The next day, with Jimmy Olsen by his side, Clark is checking around in hopes of exposing Intergang's illegal activity. Luthor wants to awaken an ancient Kryptonian warship that crashed in 1938, and he and Toyman harness Kryptonite Man to use his energy to the Sunstone crystal to do so. Neutron and Radion attack Clark because he exposed Intergang. The blasts do not seem to hurt him, and racing down a subway tunnel, Clark is hit by a subway car that tosses him several yards. Thinking he is dead, the villains leave. But Clark is alive, and sees his handprint on the hull of the subway car. He is once again, more powerful than a locomotive.

Later, with his powers returning only by one third, Clark needs to master them again. Lois notices his powers have returned when she sees his hand on the hot burner. She goes to the closet and pulls out a Superman costume and says, "Go get 'em". The Puzzler attacks the Daily Planet looking for Clark Kent when Superman appears. The fight is carried down into the street where, after Puzzler is defeated, Bloodsport, Livewire, Riot, Silver Banshee and the Hellgrammite attack. When Jimmy Olsen is about to be shot, Superman goes as fast as he can and stops the bullet. He is now, again, faster than a speeding bullet.

In the heated battle, Superman defeats all of the villains, then switches back to Clark Kent as he heads to the Daily Planet. Later, above Metropolis, Superman picks up something and tries to listen in. Then, dozens of Sunstone crystals grow out from the ground, damaging surrounding buildings. As Superman saves the city, he finds Luthor inside and controlling the ancient Kryptonian warship. With Metropolis having turned its back on him, Luthor declares his intent to destroy the city.

The Sunstone crystals then form tanks and hover-craft. Captain Marvel, Green Lantern, the Justice Society of America and the Teen Titans arrive to intervene but are prevented from entering the city by an energy shield generated by Luthor's stolen ship, which he declares to be the Kryptonian flagship once commanded by General Dru-Zod. Superman goes on to damage the section of the warship that controls the remote craft with his heat, causing Luthor to release kryptonite into the ship's matrix and also to change the warship into a robot. Having enough, Superman takes all of his energy and flies at speed through the cockpit of the warship, destroying it and removing Luthor from the controls. Weakened by the kryptonite, Superman's momentum carries both himself and Luthor through the ship and high above the West River as his powers fade, causing the two to crash into the water below.
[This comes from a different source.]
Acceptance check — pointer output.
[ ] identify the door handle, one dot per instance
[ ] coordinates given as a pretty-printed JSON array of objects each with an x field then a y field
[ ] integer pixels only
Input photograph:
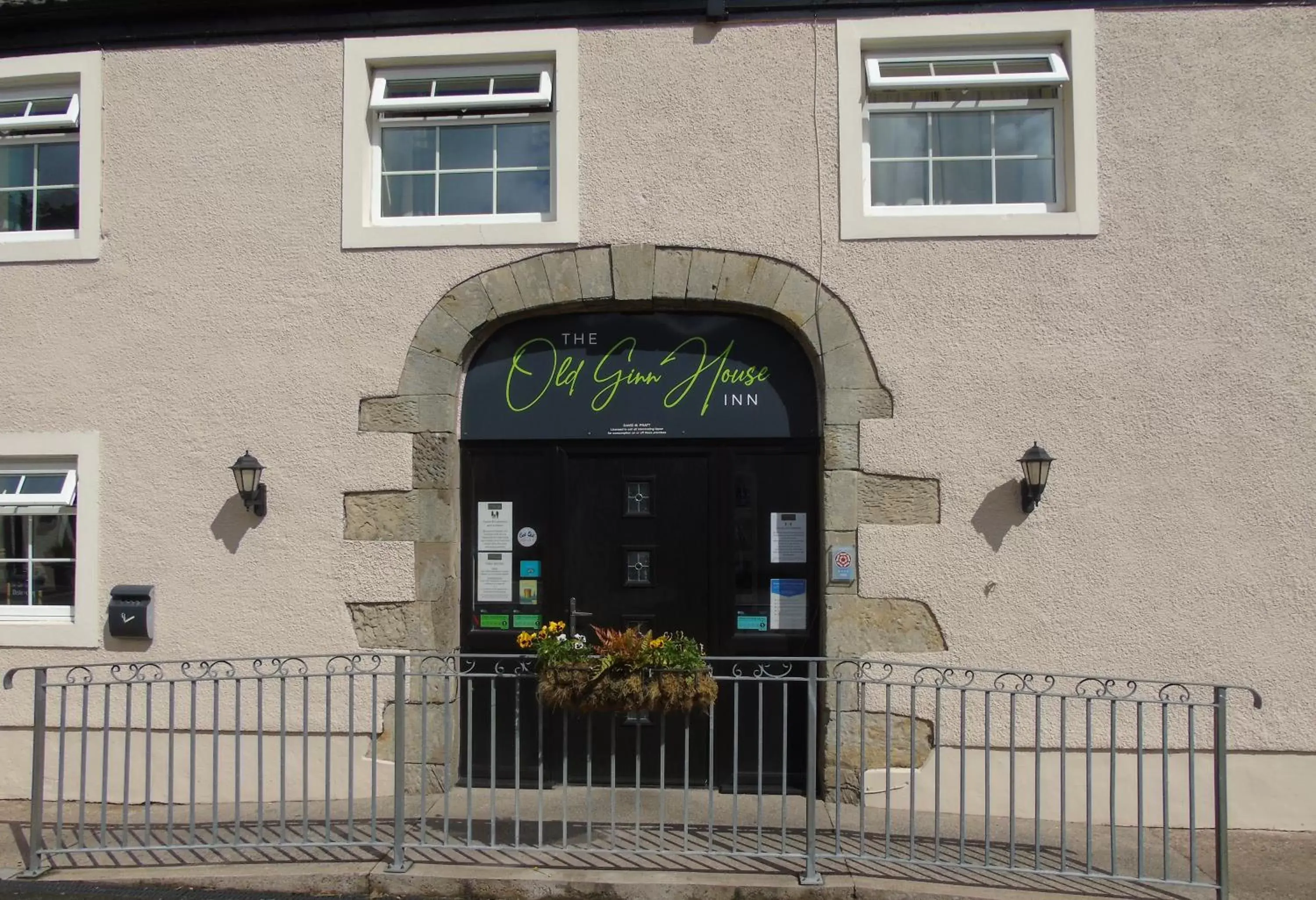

On an island in the river Luthor and the still-depowered Superman fight each other hand-to-hand. Once Luthor is unconscious, Superman passes out only to awaken with his powers returned and Luthor taken into custody again. Flying above Metropolis, the crowd cheers and thanks him for saving their lives. After returning to the Planet as Clark Kent, he changes back to Superman to do some heroic deeds and to give Jimmy Olsen a new signal watch. After signing autographs from fans, Superman takes the Sunstone crystal Luthor used and flies to the Arctic. Knowing that it contains blueprints and designs from his Kryptonian parents, Superman throws it into the landscape and watches it construct a massive citadel. Superman decides to use this as his new Fortress of Solitude.